Anzeige im General-Anzeiger vom 5. Februar 1916Der öffentliche Butterverkauf auf dem Lande wurde am verflossenen Dienstag eröffnet. Nach ungefähr einer Stunde war der gesamte Vorrat bis zum letzten Pfund ausverkauft, ohne daß alle Kauflustigen befriedigt werden konnten. Es wurde abgegeben für Haushaltungen von 1 bis 4 Personen ein halbes Pfund, für 4 – 7 Personen ein Pfund, für 8 bis 10 Personen anderthalb Pfund usw. für die Woche. Der Preis für feine Süßrahm-Butter stellt sich auf 2,55 Mark. In jeder Gemeinde wird nur an einem Tage der Woche Butter abgegeben, und zwar nur solche Butter, die in der eigenen Bürgermeisterei erzeugt wurde. Viehbesitzende Haushaltungen sind vom öffentlichen Butterverkauf ausgeschlossen.

Auch der Ausschank von Mandelmilch verboten. Das Verbot, wonach Milch in Kaffeehäusern usw. nach 10 Uhr vormittags nicht verabreicht werden darf, erstreckt sich auch auf Mandelmilch. Den Besuchern von Gastwirtschaften, allen sonstigen Schankstätten, Kaffeehäusern, Konditoreien und Milchstuben ist es auch verboten, mitgebrachte Milch in den Lokalen zu verwenden.

Weniger Bier. Aus Düsseldorf, 2. Februar, wird uns berichtet: Die Brauereien Rheinlands und Westfalens beschlossen in einer heute hier stattgehabten Sitzung vom 1. Februar an eine Verkürzung der Bierlieferung an die Kundschaft eintreten zu lassen. Die Verkürzung ist die Folge der Bundesratsverordnung vom 31. Januar 1916, die das Kontingent der Brauereien auf 48 Prozent des Normalverbrauchs einschränkt, und zwar mit Rückwirkung vom 1. Oktober 1915. Auch kam in Betracht, daß von dem verbleibenden Malzquantum noch die Pflichtlieferungen an das Heer in voller Höhe zu erledigen sind.

Jugendliche Diebin. In der Rathausgasse überredete gestern nachmittag ein noch schulpflichtiges Mädchen einen etwa sechsjährigen Knaben, ihm 2,80 Mark zu geben, wofür der Junge im städtischen Verkauf Butter holen sollte.
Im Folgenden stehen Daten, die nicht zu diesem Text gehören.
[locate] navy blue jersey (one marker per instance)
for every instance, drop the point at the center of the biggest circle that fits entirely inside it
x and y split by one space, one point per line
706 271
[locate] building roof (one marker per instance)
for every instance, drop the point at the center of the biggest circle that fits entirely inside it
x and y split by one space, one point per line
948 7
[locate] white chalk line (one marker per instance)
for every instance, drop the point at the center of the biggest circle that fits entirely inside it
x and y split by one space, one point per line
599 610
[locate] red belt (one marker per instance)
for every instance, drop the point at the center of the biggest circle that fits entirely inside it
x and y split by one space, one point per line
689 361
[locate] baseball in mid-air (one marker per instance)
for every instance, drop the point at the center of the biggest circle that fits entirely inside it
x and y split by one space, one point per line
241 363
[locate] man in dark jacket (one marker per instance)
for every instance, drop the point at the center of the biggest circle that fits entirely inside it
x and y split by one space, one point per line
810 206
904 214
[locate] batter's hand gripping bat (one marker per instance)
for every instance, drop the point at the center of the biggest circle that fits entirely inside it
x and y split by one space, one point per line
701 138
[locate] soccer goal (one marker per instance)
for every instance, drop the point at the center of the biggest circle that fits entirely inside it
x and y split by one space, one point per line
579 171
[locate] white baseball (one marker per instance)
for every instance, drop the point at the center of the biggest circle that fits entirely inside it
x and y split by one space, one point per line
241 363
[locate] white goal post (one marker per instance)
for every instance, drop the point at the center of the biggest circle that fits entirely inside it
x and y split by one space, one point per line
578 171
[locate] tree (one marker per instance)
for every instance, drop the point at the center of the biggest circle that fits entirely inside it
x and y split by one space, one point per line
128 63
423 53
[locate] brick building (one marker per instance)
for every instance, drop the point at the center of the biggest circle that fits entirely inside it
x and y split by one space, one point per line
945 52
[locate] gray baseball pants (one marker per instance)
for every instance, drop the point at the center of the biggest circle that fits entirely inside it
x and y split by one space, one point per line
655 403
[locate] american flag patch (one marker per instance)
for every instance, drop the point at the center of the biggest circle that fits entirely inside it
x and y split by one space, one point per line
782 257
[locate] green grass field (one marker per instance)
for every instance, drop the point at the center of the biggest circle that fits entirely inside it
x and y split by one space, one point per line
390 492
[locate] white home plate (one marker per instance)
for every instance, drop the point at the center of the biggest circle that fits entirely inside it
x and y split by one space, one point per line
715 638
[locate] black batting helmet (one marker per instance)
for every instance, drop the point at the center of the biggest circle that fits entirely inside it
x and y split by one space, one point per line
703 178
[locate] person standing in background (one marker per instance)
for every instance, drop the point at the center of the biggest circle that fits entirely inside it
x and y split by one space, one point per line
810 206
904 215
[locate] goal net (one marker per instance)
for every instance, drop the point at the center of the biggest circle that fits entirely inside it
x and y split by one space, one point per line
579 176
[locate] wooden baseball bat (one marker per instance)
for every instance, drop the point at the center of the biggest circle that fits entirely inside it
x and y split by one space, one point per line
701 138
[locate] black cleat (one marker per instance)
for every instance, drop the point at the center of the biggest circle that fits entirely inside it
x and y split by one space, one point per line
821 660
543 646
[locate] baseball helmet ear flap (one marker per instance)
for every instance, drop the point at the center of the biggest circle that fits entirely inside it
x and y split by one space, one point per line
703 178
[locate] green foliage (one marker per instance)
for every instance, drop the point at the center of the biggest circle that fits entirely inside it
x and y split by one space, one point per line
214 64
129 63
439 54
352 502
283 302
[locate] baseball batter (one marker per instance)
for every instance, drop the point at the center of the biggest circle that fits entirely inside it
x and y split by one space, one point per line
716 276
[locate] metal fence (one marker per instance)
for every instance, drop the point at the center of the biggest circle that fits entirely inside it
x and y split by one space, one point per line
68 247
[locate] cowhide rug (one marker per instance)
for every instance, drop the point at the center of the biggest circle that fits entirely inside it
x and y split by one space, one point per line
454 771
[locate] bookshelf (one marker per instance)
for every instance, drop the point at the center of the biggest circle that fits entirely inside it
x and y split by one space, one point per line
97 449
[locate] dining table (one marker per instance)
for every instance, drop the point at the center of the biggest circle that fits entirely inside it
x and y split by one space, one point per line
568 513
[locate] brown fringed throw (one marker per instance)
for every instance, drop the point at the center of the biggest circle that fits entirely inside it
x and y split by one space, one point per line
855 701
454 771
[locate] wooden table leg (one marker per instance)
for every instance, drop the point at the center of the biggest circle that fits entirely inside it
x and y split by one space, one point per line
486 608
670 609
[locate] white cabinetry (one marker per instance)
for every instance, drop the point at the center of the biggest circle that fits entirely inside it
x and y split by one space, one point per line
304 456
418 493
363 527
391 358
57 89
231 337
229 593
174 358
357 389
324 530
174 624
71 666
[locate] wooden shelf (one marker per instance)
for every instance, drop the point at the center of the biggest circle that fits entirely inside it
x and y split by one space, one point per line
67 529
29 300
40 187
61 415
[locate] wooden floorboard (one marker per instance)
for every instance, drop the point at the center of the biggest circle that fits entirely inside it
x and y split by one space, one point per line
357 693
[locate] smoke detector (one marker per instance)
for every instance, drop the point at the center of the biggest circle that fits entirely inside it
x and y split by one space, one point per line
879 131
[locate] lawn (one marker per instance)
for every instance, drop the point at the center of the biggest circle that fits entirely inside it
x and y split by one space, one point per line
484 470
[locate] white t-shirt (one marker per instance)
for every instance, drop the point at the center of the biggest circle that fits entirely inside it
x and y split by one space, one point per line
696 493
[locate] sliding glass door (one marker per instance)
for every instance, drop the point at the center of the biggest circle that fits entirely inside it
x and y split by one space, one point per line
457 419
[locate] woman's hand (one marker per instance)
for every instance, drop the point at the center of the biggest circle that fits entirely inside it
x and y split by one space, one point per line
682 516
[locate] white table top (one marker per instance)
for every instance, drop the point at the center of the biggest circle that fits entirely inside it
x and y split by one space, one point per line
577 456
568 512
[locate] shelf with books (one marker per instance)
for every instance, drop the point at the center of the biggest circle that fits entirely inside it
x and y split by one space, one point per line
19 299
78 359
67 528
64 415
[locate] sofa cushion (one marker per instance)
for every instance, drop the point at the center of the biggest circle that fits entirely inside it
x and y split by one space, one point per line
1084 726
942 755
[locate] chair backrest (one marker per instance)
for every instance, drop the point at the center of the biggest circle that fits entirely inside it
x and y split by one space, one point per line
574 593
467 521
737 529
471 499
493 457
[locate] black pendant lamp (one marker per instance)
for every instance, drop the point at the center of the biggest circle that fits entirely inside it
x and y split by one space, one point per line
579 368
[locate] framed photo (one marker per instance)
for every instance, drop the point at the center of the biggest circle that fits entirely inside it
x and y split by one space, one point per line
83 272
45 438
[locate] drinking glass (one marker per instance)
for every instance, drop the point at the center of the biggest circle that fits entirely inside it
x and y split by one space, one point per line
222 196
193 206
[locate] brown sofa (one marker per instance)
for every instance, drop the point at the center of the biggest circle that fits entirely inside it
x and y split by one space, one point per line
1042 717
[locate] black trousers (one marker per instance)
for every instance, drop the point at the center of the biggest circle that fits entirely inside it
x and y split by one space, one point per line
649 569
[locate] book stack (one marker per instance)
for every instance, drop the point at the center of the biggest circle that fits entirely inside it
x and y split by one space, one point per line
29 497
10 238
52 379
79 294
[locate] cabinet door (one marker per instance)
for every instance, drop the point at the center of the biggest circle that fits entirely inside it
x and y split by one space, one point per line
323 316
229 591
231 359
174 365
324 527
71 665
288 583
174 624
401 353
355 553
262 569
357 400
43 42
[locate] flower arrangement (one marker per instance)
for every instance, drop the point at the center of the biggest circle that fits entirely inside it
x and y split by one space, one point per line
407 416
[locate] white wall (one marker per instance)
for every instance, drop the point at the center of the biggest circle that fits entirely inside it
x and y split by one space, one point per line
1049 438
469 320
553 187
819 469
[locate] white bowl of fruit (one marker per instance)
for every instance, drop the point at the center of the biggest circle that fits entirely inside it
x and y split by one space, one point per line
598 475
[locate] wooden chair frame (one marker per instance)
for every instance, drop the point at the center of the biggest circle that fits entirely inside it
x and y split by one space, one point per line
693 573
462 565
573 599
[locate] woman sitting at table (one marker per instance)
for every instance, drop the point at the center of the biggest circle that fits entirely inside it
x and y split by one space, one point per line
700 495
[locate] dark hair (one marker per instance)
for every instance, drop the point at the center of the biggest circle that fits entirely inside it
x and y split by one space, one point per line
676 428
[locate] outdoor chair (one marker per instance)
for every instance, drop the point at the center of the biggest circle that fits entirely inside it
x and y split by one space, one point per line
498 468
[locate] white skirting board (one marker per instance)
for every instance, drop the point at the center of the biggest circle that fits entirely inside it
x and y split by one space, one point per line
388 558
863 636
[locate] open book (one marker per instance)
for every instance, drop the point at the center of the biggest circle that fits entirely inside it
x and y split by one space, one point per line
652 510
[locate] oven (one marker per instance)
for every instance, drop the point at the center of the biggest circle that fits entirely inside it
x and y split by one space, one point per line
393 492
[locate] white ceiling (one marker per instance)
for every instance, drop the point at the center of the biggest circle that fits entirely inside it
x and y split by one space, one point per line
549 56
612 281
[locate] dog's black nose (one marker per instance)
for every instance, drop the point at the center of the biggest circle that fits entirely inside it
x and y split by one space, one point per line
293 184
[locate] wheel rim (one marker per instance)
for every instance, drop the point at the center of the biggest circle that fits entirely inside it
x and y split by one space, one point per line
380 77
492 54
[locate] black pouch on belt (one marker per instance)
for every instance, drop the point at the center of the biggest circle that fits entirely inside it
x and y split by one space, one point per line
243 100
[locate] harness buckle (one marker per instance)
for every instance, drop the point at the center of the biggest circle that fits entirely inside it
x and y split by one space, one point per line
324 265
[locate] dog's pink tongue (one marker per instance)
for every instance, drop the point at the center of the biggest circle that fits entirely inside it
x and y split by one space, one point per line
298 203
Das Mädchen versprach dem Jungen, die Butter für ihn zu holen und verschwand dann mit dem Geld. Als der Junge merkte, daß das Mädchen nicht zurückkam, weinte er herzerweichend. Eine Frau hielt eine Sammlung bei den Umstehenden ab und bald war der Betrag von 2,80 Mark zusammen, der dem Knaben mit der Mahnung, künftig vorsichtiger zu sein, übergeben wurde. Richtiger wäre es, wenn eine derartige Belehrung den Kindern schon zu Hause gegeben würde.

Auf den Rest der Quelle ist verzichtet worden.